Há algum tempo a Argentina já vinha alegando que o governo brasileiro subsidiava a exportação de suínos ao vender milho dos estoques oficiais para os produtores da Região Sul. Com o foco de febre aftosa no Mato Grosso do Sul, os argentinos encontraram mais um argumento para evitar a entrada dos suínos brasileiros, que são mais competitivos no mercado. De acordo com Valdomiro Júnior, em razão da desvalorização cambial e das dificuldades impostas pela Argentina depois da constatação do foco de febre aftosa, as exportações no primeiro trimestre deste ano foram reduzidas de 23 mil toneladas para 20 mil toneladas.
A produção e o consumo de carne suína no Brasil permanecem inalterados há quase dez anos, apesar da vantagem comparativa internacional, como clima favorável, preços reduzidos das instalações, mão-de-obra abundante e baixos custos de produção.O setor quer alterar este quadro e a chegada de sete novas empresas genéticas no País para atingir o mercado do Mercosul e a Europa, no futuro, deverá contribuir para isso, na avaliação de Ferreira Junior. O consumo interno de suínos é baixo, de cerca de 10 kg por habitante ao ano, enquanto a média européia é de 42 kg/ano, chegando a 66 kg/ano na Dinamarca.

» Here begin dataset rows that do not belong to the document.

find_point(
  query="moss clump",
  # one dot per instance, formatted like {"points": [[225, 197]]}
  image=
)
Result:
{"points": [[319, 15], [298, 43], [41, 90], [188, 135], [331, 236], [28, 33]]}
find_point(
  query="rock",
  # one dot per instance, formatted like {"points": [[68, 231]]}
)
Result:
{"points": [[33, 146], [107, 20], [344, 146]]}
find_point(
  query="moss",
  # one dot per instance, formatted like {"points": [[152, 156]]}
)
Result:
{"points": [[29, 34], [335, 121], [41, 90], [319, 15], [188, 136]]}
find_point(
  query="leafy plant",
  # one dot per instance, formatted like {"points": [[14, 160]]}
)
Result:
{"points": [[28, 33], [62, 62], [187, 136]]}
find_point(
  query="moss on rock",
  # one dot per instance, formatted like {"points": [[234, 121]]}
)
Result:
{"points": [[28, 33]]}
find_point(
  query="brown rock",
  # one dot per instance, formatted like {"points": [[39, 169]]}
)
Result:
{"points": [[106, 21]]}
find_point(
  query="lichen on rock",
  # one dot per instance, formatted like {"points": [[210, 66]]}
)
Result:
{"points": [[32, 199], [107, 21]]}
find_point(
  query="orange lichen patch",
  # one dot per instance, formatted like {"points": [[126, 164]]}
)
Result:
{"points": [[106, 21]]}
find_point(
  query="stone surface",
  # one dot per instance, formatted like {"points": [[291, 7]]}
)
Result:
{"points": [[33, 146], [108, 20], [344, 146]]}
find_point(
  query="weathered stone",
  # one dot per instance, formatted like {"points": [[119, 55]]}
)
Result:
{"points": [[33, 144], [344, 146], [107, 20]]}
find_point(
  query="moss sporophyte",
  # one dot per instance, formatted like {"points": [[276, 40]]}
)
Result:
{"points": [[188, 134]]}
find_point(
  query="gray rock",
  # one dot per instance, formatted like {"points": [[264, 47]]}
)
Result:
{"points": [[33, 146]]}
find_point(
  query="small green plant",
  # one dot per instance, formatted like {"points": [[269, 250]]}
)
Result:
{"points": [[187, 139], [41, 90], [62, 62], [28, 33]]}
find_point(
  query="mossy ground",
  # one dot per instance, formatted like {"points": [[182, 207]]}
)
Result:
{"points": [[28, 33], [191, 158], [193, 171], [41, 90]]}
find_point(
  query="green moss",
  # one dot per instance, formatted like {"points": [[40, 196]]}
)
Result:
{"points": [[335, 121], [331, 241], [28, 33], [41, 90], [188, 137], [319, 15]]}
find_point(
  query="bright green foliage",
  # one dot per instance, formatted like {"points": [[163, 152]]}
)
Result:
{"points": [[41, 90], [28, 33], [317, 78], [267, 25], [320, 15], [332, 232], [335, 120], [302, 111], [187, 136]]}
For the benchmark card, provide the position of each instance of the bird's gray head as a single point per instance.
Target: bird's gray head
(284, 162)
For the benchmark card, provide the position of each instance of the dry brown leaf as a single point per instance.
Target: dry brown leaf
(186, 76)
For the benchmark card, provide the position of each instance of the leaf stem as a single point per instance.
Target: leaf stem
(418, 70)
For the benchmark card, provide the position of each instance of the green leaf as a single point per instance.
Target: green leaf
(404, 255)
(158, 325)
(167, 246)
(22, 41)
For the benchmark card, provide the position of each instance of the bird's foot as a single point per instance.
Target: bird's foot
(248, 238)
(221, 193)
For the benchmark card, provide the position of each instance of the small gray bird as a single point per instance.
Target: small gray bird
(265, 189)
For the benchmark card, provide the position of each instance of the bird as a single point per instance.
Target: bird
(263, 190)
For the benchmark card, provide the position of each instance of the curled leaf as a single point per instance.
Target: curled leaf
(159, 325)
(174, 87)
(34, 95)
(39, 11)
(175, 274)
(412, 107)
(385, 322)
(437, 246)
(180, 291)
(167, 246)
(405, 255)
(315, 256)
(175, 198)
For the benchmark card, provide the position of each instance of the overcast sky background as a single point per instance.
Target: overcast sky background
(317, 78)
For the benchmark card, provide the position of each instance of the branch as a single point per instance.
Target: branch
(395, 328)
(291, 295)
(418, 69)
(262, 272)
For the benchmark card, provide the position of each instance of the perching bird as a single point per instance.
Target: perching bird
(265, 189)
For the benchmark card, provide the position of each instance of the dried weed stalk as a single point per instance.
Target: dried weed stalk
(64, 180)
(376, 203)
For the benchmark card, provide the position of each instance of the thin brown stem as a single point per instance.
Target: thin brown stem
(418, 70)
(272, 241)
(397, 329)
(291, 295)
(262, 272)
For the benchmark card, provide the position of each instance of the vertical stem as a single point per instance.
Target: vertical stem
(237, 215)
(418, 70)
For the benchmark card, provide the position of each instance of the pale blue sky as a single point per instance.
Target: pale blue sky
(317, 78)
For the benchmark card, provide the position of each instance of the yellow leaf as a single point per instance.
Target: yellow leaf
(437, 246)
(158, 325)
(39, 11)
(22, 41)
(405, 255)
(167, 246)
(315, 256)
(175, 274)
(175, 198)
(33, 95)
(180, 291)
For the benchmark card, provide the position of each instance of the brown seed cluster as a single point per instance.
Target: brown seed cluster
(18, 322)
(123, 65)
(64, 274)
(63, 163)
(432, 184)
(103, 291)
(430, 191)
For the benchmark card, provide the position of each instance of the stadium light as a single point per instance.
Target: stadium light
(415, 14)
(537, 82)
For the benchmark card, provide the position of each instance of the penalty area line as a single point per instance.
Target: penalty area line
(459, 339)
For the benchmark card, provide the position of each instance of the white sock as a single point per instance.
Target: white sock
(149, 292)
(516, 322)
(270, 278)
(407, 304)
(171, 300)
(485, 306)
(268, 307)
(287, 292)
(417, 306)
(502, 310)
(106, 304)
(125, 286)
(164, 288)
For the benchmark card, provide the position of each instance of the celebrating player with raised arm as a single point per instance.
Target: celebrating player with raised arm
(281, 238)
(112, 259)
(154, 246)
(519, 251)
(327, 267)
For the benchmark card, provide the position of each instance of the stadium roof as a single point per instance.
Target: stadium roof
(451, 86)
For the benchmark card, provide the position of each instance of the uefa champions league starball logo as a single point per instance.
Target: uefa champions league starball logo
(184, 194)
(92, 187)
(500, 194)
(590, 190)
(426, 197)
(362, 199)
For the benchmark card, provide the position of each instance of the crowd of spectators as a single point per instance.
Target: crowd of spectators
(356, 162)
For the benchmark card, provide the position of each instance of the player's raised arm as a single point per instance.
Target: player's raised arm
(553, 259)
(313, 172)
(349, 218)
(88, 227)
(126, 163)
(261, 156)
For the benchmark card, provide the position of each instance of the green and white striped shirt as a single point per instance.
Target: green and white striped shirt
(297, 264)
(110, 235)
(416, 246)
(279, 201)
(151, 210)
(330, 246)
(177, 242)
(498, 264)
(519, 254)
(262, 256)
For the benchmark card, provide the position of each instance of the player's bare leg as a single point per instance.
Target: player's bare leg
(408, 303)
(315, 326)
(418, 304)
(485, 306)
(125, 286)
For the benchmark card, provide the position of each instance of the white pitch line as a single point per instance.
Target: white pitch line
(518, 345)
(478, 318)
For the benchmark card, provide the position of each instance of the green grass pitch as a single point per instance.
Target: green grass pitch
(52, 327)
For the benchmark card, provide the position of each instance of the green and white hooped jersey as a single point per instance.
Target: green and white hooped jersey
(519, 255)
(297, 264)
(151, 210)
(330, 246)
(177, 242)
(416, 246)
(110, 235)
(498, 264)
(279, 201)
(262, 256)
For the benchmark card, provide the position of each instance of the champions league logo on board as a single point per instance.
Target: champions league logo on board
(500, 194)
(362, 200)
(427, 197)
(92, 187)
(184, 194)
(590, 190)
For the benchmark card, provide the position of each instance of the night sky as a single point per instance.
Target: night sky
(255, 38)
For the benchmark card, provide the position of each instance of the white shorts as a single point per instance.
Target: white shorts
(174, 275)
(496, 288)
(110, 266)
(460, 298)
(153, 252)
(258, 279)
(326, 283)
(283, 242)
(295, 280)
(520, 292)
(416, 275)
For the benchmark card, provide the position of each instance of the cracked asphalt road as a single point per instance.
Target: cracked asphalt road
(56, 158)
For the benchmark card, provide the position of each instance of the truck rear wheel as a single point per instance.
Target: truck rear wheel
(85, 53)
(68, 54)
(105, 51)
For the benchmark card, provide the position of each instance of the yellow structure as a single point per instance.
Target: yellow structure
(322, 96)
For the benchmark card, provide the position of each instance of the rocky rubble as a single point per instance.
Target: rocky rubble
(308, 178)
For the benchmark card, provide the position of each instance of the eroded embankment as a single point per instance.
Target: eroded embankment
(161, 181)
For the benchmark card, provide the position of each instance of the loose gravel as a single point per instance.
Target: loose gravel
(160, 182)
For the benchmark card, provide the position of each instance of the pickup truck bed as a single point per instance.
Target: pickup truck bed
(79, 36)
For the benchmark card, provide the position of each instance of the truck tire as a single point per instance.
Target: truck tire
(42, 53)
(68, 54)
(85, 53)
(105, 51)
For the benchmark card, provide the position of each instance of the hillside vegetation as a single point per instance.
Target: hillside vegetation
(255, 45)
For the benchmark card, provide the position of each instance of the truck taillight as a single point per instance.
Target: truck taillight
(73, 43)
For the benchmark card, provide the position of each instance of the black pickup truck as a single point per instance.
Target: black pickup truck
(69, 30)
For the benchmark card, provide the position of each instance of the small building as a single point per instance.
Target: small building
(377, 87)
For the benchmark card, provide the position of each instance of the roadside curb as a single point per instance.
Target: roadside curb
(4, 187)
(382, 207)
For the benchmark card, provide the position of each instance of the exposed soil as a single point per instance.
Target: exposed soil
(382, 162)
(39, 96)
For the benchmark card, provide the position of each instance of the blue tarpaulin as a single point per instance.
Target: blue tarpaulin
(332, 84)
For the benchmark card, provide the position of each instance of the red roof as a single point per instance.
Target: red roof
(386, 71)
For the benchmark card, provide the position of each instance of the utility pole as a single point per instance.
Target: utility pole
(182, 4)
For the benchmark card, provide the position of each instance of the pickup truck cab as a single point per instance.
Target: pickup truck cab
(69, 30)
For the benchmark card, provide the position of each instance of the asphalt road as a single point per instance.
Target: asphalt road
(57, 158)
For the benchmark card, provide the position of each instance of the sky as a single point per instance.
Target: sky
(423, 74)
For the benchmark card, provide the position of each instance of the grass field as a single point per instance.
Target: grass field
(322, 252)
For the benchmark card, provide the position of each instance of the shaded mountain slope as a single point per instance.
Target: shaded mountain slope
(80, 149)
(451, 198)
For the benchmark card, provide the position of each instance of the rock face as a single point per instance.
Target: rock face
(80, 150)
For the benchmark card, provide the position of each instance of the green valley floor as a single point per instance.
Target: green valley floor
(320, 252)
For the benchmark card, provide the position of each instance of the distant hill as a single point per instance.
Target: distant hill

Os maiores problemas para o Brasil ampliar as exportações, segundo o presidente do Sinasui, são os de natureza sanitária, como a peste suína e a febre aftosa. Com a desvalorização cambial, o setor voltou a ser competitivo e os índices de produtividade nacional estão próximos aos dos países do Primeiro Mundo. O rebanho nacional de suínos é de 36 milhões de cabeças e o setor gera 733 mil empregos em toda a cadeia produtiva. Atualmente, apenas 30% da produção é consumida "in natura" e 70% sob a forma de embutidos e o setor quer dividir esta participação no mercado interno nos próximos três anos. A meta é chegar a dois milhões de toneladas de produção de suínos em 2002, com exportações de 160 mil toneladas, ainda tímidas em relação ao potencial nacional.